The journalist and filmmaker has became a prophet to ‘dead-eyed, disillusioned young people’.

A still from Adam Curtis’s documentary Can't Get you Out of My Head
A still from Adam Curtis’s documentary Can't Get you Out of My Head

There’s a scene in Adam Curtis’ latest documentary — Can’t Get You Out of My Head: An Emotional History of the Modern World — that is a montage of cable news covering the final days of the Mueller investigation in 2019. Accompanied by the repeated phrase “the walls are closing in”, the scene is suffocating.

It seems to eerily capture the past year of our lives.

I am, in part, referring to lockdown and the barrage of “hope you’re staying safe in these unprecedented/strange/uncertain times, anyway just following up on …” emails that came alongside it.

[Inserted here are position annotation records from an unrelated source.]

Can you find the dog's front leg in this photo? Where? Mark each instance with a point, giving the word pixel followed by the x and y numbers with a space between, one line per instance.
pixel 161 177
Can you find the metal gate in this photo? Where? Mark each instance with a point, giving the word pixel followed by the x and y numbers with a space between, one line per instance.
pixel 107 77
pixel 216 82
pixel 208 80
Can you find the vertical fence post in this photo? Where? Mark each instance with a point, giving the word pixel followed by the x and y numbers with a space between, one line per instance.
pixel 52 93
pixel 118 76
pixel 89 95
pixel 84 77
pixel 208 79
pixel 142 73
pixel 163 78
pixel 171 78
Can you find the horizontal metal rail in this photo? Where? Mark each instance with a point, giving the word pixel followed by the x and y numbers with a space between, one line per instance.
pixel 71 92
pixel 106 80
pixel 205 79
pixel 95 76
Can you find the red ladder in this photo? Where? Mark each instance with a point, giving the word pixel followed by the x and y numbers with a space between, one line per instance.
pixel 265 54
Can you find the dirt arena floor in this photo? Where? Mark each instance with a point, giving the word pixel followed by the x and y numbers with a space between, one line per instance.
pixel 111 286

Those weeks and months when we were cooped up alone ushered in a period of humiliating mania. Day after day of regrettable, compulsive posting. Downloading and deleting then re-downloading dating apps. Looking for connection wherever I could find it, desperate to talk to someone, anyone, about the things I was feeling. Nothing made sense! Nobody knew how to talk to each other! It was so goddamn lonely!

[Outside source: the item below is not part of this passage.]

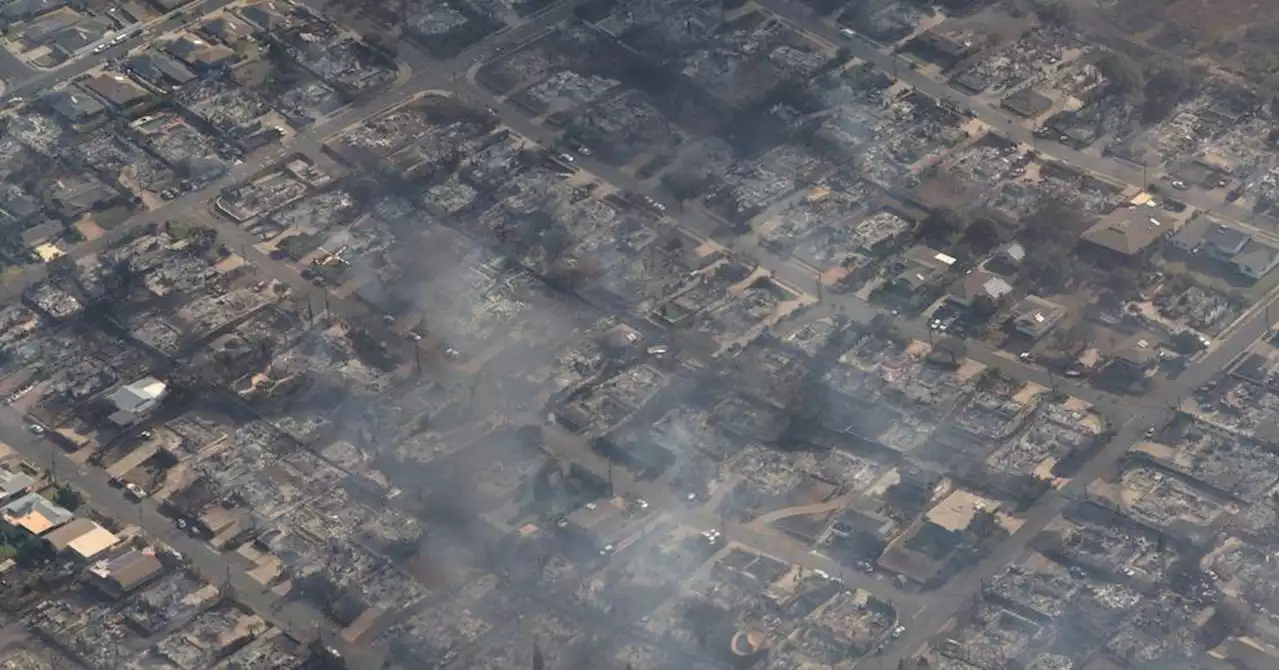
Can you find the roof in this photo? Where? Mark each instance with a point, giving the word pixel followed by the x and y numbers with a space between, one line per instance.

After mere weeks of social isolation, I was walking around like a personality-bankrupt ghoul. And it was pathetic/hilarious to realise how swiftly a lifetime spent conning yourself into believing you’re a girlboss she-E-O and master of her own destiny can implode.

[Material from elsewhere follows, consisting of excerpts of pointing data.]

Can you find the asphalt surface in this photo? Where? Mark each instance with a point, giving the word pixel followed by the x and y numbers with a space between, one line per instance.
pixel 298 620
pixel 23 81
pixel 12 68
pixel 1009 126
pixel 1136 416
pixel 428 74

This is what Curtis warns about. Can’t Get You Out of My Head is, at its core, a dense, eight-hour unspooling of history touching on themes of individualism, collectivism, modern liberal politics, artificial intelligence, American imperialism and big tech.

A still from Curtis’s documentary
A still from Curtis’s documentary

After reportedly setting out to make a film “like a nineteenth-century Russian novel”, over the course of six, sprawling episodes Curtis delves into the stories of a roll-call of disparate characters — among them, Jiang Qing, wife of Chairman Mao and a communist revolutionary, Tupac Shakur and his mother, former Black Panther activist Afeni, British civil rights activist Michael de Freitas, and The Sackler family.

His point? That no individual is bigger than their purpose. And that the failures of so-called individualism has led to a sort of cultural stasis. But Curtis is never didactic about it. Some characters overtly make his case, others serve as emotional touchstones.

The film feels like an extension of Curtis’ HyperNormalisation (2016) insofar as it is a study of “these uncertain times” — how we got to where we are, and a challenge to think up something better.

I’m not a theorist so my grasp on the concept of ‘individualism’ goes as far as a Wikipedia skim-read. I am, however, a dissatisfied, frightened, anxious adult who feels duped by the cult of the individual and the “self-reliance” it promised me.

And if the pandemic illuminated anything, it’s that I was feeling “uncertain” and “strange” long before we were shocked into this bizarre new world.

Curtis has worked on and off as a journalist for the BBC since the early 1980s. He’s carved out a legacy creating a dozen subversive documentary films that delve deep into the political, social and cultural currents of the 20th and 21st centuries. But before that, he cut his teeth on “trash TV”.

His first film shot for the broadcaster’s That’s Life! series was about a talking dog from Leeds that could say the word “sausage”. From this, he says, he learned to entertain, connect and develop a sense of journalistic playfulness.

Lately, he has become a prophet to dead-eyed, disillusioned young people. He speaks to those of us who, beneath the veneer of irony and protective detachment, secretly yearn for change. He cuts to our core by fusing history and politics with the same unhinged adrenaline of a Safdie Brothers film.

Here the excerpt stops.